I am using Rstudio, and trying to use roc from package pROC with boot for bootstrapping. I am following the code on this link. Code from that link uses another function with boot which works fine. But when I try roc, it gives error.

Below is my code: (In the output I am printing the dimensions of the sample to see how many times re-sampling is done. Here R=5, sampling is done 6 times and then error occurs).

library(boot)

roc_boot <- function(D, d) {
  E=D[d,]
  print(dim(E))
  return(roc(E$x,E$y))
}

x = round(runif(100))
y = runif(100)
D = data.frame(x, y)

b = boot(D, roc_boot, R=5)

Output:

[1] 100   2
[1] 100   2
[1] 100   2
[1] 100   2
[1] 100   2
[1] 100   2
Error in boot(D, roc_boot, R = 5) : 
  incorrect number of subscripts on matrix

What is the problem here?

If I replace roc with some other function like sum, then it works perfectly (it prints the 6 lines without any error). It also gives different answers when booted multiple times (while keeping D same).

Please notice that the error is occurring after all the re-sampling is done. I cannot find the source of this particular error. I have looked at other answers like this but they don't seem to apply on my case. Can someone also explain why this error occurs and what it means, generally?
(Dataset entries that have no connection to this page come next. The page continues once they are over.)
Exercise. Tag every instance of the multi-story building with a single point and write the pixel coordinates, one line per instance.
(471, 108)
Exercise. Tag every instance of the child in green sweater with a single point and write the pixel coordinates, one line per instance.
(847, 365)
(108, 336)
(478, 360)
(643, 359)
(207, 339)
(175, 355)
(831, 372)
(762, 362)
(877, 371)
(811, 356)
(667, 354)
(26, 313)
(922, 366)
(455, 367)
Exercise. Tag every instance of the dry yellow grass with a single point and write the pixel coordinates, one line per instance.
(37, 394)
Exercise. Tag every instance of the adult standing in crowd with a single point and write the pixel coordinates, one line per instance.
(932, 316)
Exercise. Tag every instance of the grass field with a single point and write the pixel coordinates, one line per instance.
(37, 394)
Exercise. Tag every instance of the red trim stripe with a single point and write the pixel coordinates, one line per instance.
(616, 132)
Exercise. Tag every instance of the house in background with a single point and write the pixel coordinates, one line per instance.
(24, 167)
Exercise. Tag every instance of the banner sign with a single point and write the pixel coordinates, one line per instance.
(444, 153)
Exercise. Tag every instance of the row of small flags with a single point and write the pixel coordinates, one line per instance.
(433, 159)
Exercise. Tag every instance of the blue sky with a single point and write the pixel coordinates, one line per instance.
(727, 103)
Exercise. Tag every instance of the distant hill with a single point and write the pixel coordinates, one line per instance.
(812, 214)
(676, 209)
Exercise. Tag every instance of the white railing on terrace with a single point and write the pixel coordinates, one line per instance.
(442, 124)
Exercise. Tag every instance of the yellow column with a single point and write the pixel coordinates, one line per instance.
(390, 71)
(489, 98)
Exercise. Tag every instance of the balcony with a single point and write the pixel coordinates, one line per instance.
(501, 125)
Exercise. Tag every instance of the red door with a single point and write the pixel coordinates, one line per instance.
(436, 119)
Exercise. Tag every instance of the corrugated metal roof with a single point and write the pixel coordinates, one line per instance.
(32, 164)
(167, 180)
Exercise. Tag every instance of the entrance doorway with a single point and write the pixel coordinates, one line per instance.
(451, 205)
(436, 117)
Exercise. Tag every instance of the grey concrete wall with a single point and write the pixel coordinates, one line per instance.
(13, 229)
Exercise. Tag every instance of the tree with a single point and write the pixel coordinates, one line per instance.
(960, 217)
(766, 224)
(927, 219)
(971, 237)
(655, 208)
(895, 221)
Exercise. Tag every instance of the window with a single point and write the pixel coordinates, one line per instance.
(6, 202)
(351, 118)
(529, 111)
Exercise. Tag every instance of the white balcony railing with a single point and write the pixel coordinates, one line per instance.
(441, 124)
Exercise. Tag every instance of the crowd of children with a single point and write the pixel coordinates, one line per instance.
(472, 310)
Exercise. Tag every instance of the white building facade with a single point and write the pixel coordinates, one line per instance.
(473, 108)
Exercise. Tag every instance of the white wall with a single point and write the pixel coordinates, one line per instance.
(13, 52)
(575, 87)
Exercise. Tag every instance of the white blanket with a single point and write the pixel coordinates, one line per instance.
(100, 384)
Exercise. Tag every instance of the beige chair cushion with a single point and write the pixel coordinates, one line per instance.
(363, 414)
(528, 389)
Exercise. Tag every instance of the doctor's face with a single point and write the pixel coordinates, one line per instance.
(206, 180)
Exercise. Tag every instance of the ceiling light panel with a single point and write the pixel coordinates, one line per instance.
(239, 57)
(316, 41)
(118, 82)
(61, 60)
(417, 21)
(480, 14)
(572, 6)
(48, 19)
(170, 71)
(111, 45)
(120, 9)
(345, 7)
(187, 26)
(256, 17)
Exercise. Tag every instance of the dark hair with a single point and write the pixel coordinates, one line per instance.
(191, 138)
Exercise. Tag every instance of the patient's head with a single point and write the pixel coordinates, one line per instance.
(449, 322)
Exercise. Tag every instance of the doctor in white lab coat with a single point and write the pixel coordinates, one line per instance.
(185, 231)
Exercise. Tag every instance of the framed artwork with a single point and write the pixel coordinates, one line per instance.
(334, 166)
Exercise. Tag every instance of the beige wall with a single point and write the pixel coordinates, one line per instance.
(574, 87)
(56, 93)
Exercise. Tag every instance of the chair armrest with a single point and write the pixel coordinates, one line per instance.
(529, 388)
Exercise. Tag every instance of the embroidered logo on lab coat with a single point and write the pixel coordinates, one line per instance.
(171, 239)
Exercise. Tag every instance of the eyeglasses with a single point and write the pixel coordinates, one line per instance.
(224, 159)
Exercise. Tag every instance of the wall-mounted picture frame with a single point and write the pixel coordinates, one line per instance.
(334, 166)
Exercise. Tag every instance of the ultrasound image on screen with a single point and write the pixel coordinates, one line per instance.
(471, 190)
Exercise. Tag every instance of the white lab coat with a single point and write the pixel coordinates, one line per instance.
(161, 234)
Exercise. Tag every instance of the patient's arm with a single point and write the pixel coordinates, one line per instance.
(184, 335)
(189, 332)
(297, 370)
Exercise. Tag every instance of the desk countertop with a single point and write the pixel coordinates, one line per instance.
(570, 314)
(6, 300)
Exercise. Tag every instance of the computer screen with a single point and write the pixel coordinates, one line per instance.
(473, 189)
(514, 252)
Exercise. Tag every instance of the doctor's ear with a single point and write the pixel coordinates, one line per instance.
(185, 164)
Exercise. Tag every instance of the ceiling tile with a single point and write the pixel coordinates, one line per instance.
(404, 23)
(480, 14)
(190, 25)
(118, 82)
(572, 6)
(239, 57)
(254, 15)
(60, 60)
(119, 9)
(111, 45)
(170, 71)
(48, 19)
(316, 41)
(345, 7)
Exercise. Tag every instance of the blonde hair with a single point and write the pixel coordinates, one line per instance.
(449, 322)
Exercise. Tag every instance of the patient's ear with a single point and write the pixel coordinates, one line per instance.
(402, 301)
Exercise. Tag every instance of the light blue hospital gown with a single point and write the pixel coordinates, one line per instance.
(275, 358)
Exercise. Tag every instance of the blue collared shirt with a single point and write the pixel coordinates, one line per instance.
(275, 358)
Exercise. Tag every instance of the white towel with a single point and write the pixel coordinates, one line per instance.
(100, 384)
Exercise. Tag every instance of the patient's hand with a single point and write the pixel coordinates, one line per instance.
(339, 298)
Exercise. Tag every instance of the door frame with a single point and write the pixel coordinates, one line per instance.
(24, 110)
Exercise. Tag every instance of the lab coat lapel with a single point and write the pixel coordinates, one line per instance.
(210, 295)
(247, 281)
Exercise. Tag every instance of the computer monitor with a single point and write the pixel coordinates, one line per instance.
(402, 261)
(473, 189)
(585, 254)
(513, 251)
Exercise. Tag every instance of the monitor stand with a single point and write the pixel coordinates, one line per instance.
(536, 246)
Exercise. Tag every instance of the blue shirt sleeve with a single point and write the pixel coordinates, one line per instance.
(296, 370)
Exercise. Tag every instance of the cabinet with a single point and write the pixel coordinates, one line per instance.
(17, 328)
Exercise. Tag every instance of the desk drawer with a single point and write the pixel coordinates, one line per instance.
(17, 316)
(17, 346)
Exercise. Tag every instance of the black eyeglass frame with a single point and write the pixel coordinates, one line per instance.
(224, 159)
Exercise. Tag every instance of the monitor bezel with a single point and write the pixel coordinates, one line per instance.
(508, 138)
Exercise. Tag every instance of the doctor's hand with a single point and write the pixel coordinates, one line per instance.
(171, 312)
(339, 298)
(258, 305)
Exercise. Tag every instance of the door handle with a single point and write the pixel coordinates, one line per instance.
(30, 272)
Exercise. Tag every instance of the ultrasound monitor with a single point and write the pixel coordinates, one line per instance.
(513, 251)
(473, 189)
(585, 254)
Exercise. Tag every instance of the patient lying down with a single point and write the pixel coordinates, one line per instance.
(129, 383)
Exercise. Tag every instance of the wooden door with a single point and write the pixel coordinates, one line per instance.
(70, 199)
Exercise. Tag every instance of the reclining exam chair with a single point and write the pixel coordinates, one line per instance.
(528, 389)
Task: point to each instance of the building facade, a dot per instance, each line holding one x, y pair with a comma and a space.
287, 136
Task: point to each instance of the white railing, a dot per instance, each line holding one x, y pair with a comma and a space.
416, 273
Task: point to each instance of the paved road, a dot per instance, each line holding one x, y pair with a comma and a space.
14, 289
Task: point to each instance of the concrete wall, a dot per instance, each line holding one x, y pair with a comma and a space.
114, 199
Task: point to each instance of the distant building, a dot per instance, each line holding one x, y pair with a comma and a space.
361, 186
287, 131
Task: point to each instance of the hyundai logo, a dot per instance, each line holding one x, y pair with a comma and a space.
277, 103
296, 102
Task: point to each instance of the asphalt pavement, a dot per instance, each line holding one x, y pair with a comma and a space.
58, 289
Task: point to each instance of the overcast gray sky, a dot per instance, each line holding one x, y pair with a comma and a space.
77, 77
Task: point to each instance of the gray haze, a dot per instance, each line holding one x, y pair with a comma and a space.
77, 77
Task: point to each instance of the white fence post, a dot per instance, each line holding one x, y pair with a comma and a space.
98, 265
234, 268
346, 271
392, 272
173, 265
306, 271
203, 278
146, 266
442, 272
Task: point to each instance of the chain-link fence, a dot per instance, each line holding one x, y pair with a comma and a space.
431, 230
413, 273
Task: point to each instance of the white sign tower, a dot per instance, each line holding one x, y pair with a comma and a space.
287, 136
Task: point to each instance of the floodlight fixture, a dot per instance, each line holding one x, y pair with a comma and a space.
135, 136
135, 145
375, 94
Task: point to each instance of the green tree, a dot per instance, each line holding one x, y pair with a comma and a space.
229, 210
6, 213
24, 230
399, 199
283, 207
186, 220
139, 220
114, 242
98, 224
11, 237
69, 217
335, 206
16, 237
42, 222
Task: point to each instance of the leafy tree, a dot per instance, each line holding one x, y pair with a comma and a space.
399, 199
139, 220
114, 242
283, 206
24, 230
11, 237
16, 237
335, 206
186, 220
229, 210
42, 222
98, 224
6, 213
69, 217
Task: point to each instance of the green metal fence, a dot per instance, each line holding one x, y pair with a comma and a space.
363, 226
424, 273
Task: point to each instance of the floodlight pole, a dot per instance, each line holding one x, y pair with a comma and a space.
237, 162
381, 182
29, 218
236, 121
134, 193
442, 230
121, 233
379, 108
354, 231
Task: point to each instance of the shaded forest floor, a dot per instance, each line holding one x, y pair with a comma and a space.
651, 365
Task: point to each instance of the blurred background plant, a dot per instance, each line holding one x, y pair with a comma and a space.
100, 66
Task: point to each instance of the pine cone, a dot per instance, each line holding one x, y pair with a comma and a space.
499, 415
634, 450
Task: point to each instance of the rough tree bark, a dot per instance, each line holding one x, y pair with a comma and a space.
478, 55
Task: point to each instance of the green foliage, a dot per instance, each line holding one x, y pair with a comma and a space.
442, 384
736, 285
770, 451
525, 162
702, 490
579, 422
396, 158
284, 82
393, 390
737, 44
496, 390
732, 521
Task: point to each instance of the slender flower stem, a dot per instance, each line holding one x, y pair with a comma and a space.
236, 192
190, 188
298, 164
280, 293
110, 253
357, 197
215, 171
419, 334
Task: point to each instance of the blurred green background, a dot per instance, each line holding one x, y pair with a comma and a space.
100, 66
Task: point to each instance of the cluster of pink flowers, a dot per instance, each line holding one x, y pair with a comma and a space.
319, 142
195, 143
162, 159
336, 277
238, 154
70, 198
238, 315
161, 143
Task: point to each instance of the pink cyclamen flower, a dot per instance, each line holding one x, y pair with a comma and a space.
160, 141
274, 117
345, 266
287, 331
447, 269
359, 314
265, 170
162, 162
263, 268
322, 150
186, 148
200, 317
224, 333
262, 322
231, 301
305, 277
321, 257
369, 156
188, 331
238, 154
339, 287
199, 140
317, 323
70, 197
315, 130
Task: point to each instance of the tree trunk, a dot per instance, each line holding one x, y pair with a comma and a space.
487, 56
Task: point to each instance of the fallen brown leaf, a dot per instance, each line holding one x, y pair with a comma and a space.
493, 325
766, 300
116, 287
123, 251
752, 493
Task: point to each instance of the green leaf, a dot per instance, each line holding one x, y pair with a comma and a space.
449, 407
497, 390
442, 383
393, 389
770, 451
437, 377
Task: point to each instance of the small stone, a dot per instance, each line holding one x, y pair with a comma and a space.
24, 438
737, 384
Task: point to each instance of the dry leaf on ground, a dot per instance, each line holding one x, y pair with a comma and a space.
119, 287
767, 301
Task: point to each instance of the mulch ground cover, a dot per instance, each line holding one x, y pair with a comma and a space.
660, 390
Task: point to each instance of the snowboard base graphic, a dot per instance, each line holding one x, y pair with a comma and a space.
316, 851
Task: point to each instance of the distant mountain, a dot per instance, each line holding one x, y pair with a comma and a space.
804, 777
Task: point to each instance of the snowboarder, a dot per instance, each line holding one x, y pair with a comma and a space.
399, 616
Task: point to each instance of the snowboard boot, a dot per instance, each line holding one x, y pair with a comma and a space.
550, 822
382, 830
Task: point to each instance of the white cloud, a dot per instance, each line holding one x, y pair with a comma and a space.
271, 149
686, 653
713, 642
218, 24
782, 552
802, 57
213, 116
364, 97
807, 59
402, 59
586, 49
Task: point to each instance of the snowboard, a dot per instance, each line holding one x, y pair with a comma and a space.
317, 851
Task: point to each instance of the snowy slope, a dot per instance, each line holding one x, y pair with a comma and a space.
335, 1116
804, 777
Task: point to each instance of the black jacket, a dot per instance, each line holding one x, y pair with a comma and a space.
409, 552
EDIT: I returned only area under curve using following function:

roc_boot <- function(D, d) {
  E=D[d,]
  objectROC <- roc(E$x,E$y)
  return(objectROC$auc)
}

This gives an answer of area under the curve but it is same as the answer without bootstrapping, meaning there is no improvement. I need to pass the whole roc object to have improvement because of bootstrapping.

Turns out, you can't return roc object from the function statistic in boot. It has to be a numeric value. So the following modification gets rid of the error (as edited in the questions)

roc_boot <- function(D, d) {
  E=D[d,]
  objectROC <- roc(E$x,E$y)
  return(objectROC$auc)
}

Moreover, As suggested by @Calimo, boot only improves the confidence interval and not the actual answer. In my case, there is a slight improvement in confidence interval.